Workloads and models for Generative AI (GenAI) have become increasingly common in today’s technological environment. These GenAI applications are mostly driven by large language models, or LLMs. The Intel Extension for PyTorch has added special optimizations for a few Large Language Models (LLMs) as of version 2.1.0. See Large Language Models (LLMs) section for additional details on LLM optimizations.

For Python programs, the extension can be loaded as a module, and for C++ projects, it can be linked as a library. It can be dynamically enabled in Python programs by importing intel_extension_for_pytorch.

Buildings

Eager Mode: Custom Python modules (including fusion modules), optimum optimizers, and INT8 quantization APIs are added to the PyTorch frontend in the eager mode. Using extended graph fusion passes, eager-mode models can be transformed into graph mode to further increase performance.

Graph Mode: Performance is enhanced by fusions’ reduction of operator/kernel invocation overhead in the graph mode. In PyTorch, the graph mode typically produces better results from optimization techniques like operation fusion than the eager mode does.

They are enhanced by the Intel Extension for PyTorch, which offers more thorough graph optimizations. Supported graph modes are PyTorch Torchscript and TorchDynamo. They advise you to use torch.jit.trace() instead of torch.jit.script() when using Torchscript since it typically supports a larger variety of workloads. The ipex backend can deliver strong performance with TorchDynamo.
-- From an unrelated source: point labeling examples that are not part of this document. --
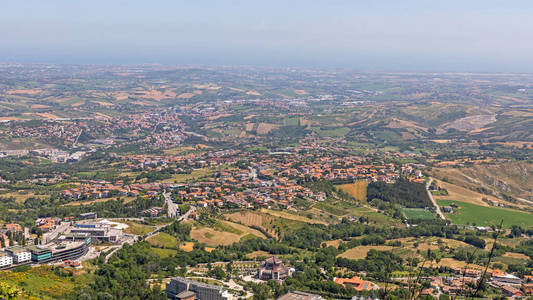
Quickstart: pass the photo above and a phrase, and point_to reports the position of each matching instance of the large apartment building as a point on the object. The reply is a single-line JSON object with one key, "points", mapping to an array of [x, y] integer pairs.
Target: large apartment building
{"points": [[186, 289], [5, 259], [19, 254]]}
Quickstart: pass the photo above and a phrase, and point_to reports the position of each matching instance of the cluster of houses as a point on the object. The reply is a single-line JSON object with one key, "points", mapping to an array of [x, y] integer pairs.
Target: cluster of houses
{"points": [[510, 285], [103, 189]]}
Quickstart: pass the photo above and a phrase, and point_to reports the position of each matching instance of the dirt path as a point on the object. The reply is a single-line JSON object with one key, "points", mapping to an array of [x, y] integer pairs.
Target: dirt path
{"points": [[441, 215]]}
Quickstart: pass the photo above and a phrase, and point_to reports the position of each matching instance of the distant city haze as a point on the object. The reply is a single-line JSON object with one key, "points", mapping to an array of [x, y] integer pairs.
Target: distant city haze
{"points": [[407, 35]]}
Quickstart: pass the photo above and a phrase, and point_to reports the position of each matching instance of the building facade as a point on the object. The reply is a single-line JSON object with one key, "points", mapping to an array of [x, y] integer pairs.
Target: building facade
{"points": [[19, 254], [273, 269], [178, 285], [5, 259]]}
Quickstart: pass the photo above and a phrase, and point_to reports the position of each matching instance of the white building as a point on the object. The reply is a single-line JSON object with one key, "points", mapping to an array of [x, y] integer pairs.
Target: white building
{"points": [[19, 254], [5, 259]]}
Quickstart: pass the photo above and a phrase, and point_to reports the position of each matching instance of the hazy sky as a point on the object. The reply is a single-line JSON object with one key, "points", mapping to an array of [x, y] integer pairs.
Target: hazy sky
{"points": [[396, 35]]}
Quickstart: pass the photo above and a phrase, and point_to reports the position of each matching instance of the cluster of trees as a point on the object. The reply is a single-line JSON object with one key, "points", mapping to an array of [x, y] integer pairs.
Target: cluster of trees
{"points": [[403, 192]]}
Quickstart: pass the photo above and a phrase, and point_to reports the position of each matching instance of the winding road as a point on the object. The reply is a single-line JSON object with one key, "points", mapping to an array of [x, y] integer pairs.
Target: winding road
{"points": [[437, 207]]}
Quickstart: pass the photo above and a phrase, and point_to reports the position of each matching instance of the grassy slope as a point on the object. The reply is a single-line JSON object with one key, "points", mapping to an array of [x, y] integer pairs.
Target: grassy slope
{"points": [[468, 213]]}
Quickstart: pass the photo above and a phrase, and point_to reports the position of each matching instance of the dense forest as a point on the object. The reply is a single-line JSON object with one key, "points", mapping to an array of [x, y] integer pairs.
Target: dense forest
{"points": [[403, 192]]}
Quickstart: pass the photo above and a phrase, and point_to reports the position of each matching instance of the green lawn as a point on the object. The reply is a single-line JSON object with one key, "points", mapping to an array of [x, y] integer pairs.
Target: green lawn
{"points": [[43, 283], [138, 229], [164, 252], [163, 239], [470, 214], [418, 214]]}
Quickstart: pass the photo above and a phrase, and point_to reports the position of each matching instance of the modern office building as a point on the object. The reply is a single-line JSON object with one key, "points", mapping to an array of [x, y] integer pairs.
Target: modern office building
{"points": [[297, 295], [186, 289], [273, 269], [97, 231], [5, 259], [19, 254], [39, 253]]}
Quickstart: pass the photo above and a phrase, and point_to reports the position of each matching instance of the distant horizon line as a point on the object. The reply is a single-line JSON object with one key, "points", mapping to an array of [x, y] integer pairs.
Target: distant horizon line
{"points": [[275, 67]]}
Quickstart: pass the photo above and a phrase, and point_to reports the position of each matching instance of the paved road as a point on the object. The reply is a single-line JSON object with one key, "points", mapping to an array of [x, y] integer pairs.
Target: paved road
{"points": [[439, 212], [172, 208]]}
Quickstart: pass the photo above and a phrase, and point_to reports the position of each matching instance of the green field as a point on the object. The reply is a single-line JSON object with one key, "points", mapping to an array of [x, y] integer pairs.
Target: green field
{"points": [[471, 214], [164, 252], [43, 283], [418, 214], [164, 240]]}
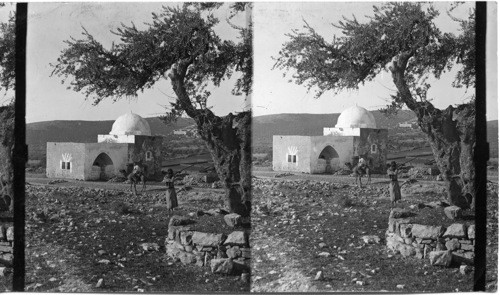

CPU Optimization: Based on the detected instruction set architecture (ISA), Intel Extension for PyTorch automatically assigns operators to underlying kernels on the CPU. The addon makes use of the Intel hardware’s vectorization and matrix acceleration units. For enhanced performance, the runtime extension provides weight sharing and more precise thread runtime management.

Intel GPU

GPU Optimisation: The PyTorch dispatching method is used to implement and register optimized operators and kernels on the GPU. The intrinsic vectorization and matrix calculating capabilities of Intel GPU hardware enhance certain operators and kernels. The DPC++ compiler, which supports both the most recent SYCL standard and several extensions to the SYCL standard, is used by the Intel Extension for PyTorch for GPU. These extensions are located in the sycl/doc/extensions directory.

Encouragement

GitHub issues are used by the team to keep track of bugs and enhancement requests. Check to see whether your issue has previously been reported on GitHub before making a proposal or bug report.